All work and no play makes Jack a dull boy.
I am not sure who Jack was, but he worked all the time and he was dull.
“Nor should there be obscenity, foolish talk or coarse joking, which are out of place,” Ephesians 5 v 4
Again the word only occurs here in the New Testament, eutrapelia, joking.
Have you ever met a Christian who looks like they have never laughed in their life?
Their joy is deep not shallow like ours. It is deep joy. Beyond facial recognition into the deepest recesses of their heart. So deep that only they can see it. They are the barometers of joy. They are fellowship-busters. The ones who turn the lights off and pull the music because nothing good happens after 9pm. They are frivolous-finishers. The decorum brigade. One of my first Annual General Meetings a Church member stood up during question time and gave an opinion, “You are too frivolous Pastor.” I wasn’t actually sure what frivolous meant so it didn’t really hurt me.
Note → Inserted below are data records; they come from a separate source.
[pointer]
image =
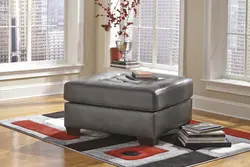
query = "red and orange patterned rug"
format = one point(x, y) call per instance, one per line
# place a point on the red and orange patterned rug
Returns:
point(123, 150)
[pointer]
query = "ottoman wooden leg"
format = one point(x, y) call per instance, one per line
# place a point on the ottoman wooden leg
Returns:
point(73, 131)
point(147, 141)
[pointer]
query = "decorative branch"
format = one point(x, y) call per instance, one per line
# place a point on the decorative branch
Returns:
point(119, 16)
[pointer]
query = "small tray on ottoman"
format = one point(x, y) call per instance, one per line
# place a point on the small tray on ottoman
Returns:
point(112, 103)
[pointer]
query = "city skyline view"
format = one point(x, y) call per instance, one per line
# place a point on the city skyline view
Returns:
point(44, 31)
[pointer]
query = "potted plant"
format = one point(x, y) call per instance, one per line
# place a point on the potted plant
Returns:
point(118, 14)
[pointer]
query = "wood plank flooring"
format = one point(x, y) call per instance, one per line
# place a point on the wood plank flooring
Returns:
point(17, 149)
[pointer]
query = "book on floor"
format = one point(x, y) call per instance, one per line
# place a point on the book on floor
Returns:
point(225, 143)
point(203, 127)
point(219, 133)
point(203, 135)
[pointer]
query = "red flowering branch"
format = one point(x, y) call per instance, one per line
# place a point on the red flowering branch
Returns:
point(119, 15)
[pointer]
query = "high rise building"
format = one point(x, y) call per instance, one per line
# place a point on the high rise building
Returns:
point(39, 30)
point(4, 31)
point(47, 30)
point(236, 40)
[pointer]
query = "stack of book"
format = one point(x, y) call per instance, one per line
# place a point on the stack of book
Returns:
point(202, 135)
point(125, 64)
point(142, 75)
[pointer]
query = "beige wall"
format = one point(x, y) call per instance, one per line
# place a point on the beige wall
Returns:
point(193, 64)
point(89, 38)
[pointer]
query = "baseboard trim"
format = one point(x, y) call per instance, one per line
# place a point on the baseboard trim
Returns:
point(222, 107)
point(31, 90)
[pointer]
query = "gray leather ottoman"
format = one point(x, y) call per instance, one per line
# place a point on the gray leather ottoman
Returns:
point(112, 103)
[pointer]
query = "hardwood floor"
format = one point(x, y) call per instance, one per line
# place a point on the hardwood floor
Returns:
point(17, 149)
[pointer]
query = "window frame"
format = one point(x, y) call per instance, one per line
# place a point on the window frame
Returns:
point(154, 65)
point(73, 48)
point(215, 77)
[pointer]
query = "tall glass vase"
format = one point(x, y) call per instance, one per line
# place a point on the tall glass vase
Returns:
point(124, 46)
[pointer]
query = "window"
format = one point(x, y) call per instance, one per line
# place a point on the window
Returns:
point(40, 32)
point(38, 23)
point(238, 52)
point(227, 47)
point(156, 34)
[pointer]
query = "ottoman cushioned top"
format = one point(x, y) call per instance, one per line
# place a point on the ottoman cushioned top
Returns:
point(116, 91)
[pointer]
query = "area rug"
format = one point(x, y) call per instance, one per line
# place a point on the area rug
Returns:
point(122, 150)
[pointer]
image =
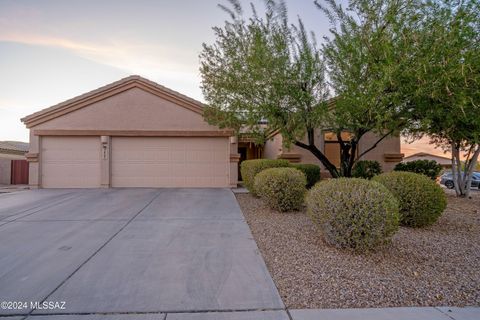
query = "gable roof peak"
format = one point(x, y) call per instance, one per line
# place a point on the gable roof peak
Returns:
point(104, 92)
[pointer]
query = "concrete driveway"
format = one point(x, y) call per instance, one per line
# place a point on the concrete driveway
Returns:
point(131, 254)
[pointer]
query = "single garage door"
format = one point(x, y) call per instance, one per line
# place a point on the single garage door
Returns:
point(170, 162)
point(70, 162)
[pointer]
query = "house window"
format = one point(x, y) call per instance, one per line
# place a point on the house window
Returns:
point(331, 146)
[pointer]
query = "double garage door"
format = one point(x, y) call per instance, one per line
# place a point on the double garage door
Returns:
point(76, 162)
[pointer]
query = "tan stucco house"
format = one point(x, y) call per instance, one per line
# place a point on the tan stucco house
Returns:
point(445, 162)
point(10, 150)
point(137, 133)
point(131, 133)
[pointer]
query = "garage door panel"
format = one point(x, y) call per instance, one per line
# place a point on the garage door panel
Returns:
point(70, 162)
point(170, 162)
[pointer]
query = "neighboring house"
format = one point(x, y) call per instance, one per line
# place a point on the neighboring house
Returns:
point(446, 163)
point(136, 133)
point(12, 154)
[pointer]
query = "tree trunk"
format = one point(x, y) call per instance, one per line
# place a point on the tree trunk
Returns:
point(462, 178)
point(317, 153)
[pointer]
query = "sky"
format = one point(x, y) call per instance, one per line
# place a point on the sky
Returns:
point(53, 50)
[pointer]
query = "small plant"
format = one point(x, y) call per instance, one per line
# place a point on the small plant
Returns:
point(250, 168)
point(354, 213)
point(283, 189)
point(421, 200)
point(311, 171)
point(430, 168)
point(366, 169)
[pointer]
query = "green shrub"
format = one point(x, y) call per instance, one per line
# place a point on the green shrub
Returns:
point(311, 172)
point(366, 169)
point(430, 168)
point(353, 213)
point(421, 200)
point(250, 168)
point(283, 189)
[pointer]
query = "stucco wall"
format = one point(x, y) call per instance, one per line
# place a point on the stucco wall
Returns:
point(273, 148)
point(6, 166)
point(134, 109)
point(5, 171)
point(387, 146)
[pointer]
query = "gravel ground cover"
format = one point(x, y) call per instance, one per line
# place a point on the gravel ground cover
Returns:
point(434, 266)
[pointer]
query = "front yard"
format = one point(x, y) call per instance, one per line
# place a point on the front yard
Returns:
point(432, 266)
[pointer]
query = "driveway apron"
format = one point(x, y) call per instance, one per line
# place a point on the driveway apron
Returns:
point(152, 251)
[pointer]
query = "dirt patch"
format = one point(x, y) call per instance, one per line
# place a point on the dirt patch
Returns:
point(433, 266)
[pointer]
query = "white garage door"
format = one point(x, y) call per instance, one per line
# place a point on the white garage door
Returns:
point(170, 162)
point(70, 162)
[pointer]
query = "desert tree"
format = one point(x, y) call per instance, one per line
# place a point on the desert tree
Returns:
point(446, 83)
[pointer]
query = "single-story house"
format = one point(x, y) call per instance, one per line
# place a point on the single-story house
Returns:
point(445, 162)
point(11, 154)
point(137, 133)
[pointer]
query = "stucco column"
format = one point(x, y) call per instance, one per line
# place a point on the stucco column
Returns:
point(234, 159)
point(105, 161)
point(33, 161)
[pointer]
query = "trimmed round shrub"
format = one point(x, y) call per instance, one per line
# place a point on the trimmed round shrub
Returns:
point(283, 189)
point(430, 168)
point(421, 200)
point(311, 172)
point(353, 213)
point(366, 169)
point(250, 168)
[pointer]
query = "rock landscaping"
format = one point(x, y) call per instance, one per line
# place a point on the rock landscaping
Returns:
point(435, 265)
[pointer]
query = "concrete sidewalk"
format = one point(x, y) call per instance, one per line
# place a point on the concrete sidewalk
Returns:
point(405, 313)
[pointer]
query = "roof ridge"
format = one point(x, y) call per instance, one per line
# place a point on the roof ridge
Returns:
point(103, 89)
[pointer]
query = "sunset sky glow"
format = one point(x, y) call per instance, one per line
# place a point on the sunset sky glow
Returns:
point(53, 50)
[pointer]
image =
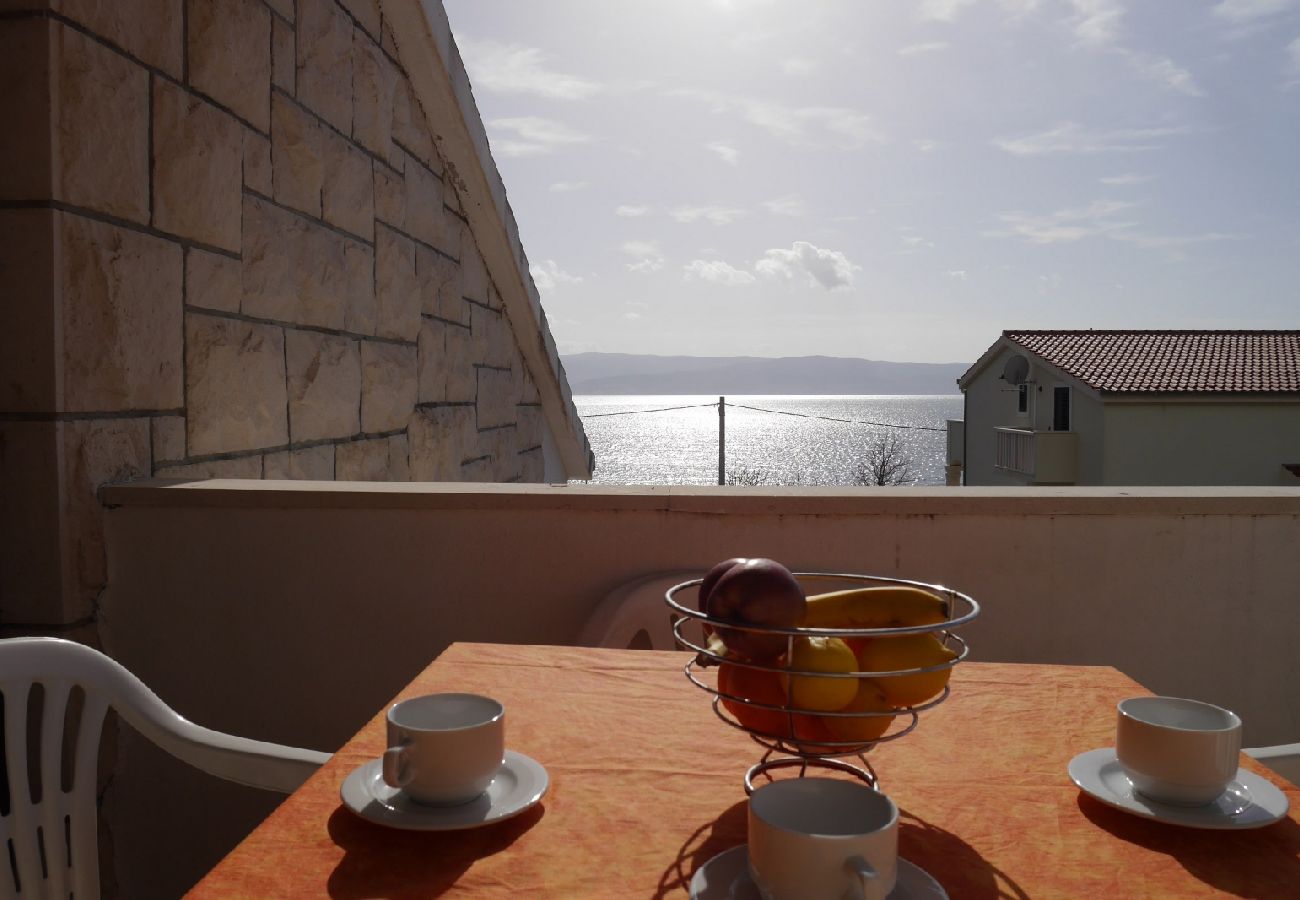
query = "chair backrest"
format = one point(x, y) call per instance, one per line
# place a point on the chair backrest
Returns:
point(50, 827)
point(636, 617)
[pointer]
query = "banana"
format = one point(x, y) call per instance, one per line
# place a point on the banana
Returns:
point(884, 606)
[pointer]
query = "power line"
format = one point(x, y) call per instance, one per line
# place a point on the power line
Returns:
point(775, 412)
point(631, 412)
point(849, 422)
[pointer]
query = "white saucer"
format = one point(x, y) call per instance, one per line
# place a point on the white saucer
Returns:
point(726, 877)
point(519, 786)
point(1251, 801)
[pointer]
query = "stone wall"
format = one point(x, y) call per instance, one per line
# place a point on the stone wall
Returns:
point(229, 247)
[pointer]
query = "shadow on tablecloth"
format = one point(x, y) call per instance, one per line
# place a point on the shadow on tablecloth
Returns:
point(389, 862)
point(1261, 864)
point(952, 861)
point(705, 843)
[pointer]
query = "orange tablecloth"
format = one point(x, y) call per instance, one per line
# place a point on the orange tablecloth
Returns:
point(646, 787)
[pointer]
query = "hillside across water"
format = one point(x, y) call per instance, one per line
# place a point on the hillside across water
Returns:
point(635, 373)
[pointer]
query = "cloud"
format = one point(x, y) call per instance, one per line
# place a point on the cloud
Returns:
point(1173, 242)
point(1074, 138)
point(533, 135)
point(797, 66)
point(943, 11)
point(791, 204)
point(1126, 178)
point(1097, 21)
point(646, 252)
point(1065, 225)
point(828, 268)
point(716, 215)
point(518, 69)
point(547, 276)
point(1164, 70)
point(802, 126)
point(718, 272)
point(726, 152)
point(1248, 11)
point(928, 47)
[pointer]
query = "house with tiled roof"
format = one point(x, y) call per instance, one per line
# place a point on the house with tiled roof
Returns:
point(1131, 407)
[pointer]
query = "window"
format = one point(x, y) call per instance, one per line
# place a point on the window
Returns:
point(1060, 409)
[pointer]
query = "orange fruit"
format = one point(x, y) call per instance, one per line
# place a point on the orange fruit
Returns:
point(863, 728)
point(757, 687)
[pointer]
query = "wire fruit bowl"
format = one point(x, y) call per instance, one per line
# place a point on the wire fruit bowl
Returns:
point(797, 736)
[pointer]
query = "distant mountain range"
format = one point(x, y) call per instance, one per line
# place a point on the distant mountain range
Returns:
point(633, 373)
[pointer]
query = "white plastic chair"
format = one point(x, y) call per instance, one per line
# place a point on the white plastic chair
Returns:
point(1283, 758)
point(52, 843)
point(635, 615)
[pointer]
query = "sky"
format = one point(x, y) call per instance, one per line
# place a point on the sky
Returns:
point(892, 180)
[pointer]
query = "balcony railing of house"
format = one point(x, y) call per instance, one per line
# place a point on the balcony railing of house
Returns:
point(1015, 450)
point(1041, 457)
I hadn’t taken the module on that at Bible College. But I did realise this man wasn’t for too much of anything really.
Throughout history the Church has had appeals to lighten up. To not be so serious. Aquinas, a disciple of Aristotle said, “just as the body needs rest when it is weary, so too does the soul when it becomes overburdened.” Some people are so weighed down with burdens of their life that they really do need to laugh. They should watch the film Patch Adams! It is the true story of Hunter ‘Patch’ Adams who was so determined to become a doctor but who ventured along a different path that others hadn’t, that of using humour.
We need to become like children again and learn to dance and play with creation. A child picks up a dandelion and the adult says the truth, ‘hey you’ve not picked up a flower you’ve picked up a weed.’ And the child throws it down not realising the amazing fun-game of blowing through the dandelion and seeing the explosion of the balls of seeds in the air!
The Apostle is not against eutrapelia but against coarse or crude joking set in the sentence of immorality and impurity.
It is wit which is vulgar. Obscene.
The humour-killing fellowship will use this to gauge what is clean and what is not. In many ways they are right as we live in this world we need to be different, we need to stand out, we need to be seen as changed by Christ.
But I think this is more than a joke which has sexual overtones. In the context which Paul says Put off and Put on and which he will be saying put on thankfulness it is so much more than what kind of ‘knock-knock’ jokes you tell. It is about whether your joking is hurtful or destructive to others. It is not just innuendo but it is to ridicule someone. We should be funny but not hurtful. Wit is wonderful but has boundaries called love and grace. It does not make fun at others expense so that it hurts or embarrasses or abuses them. That is coarse, crude, not fitting for you and me.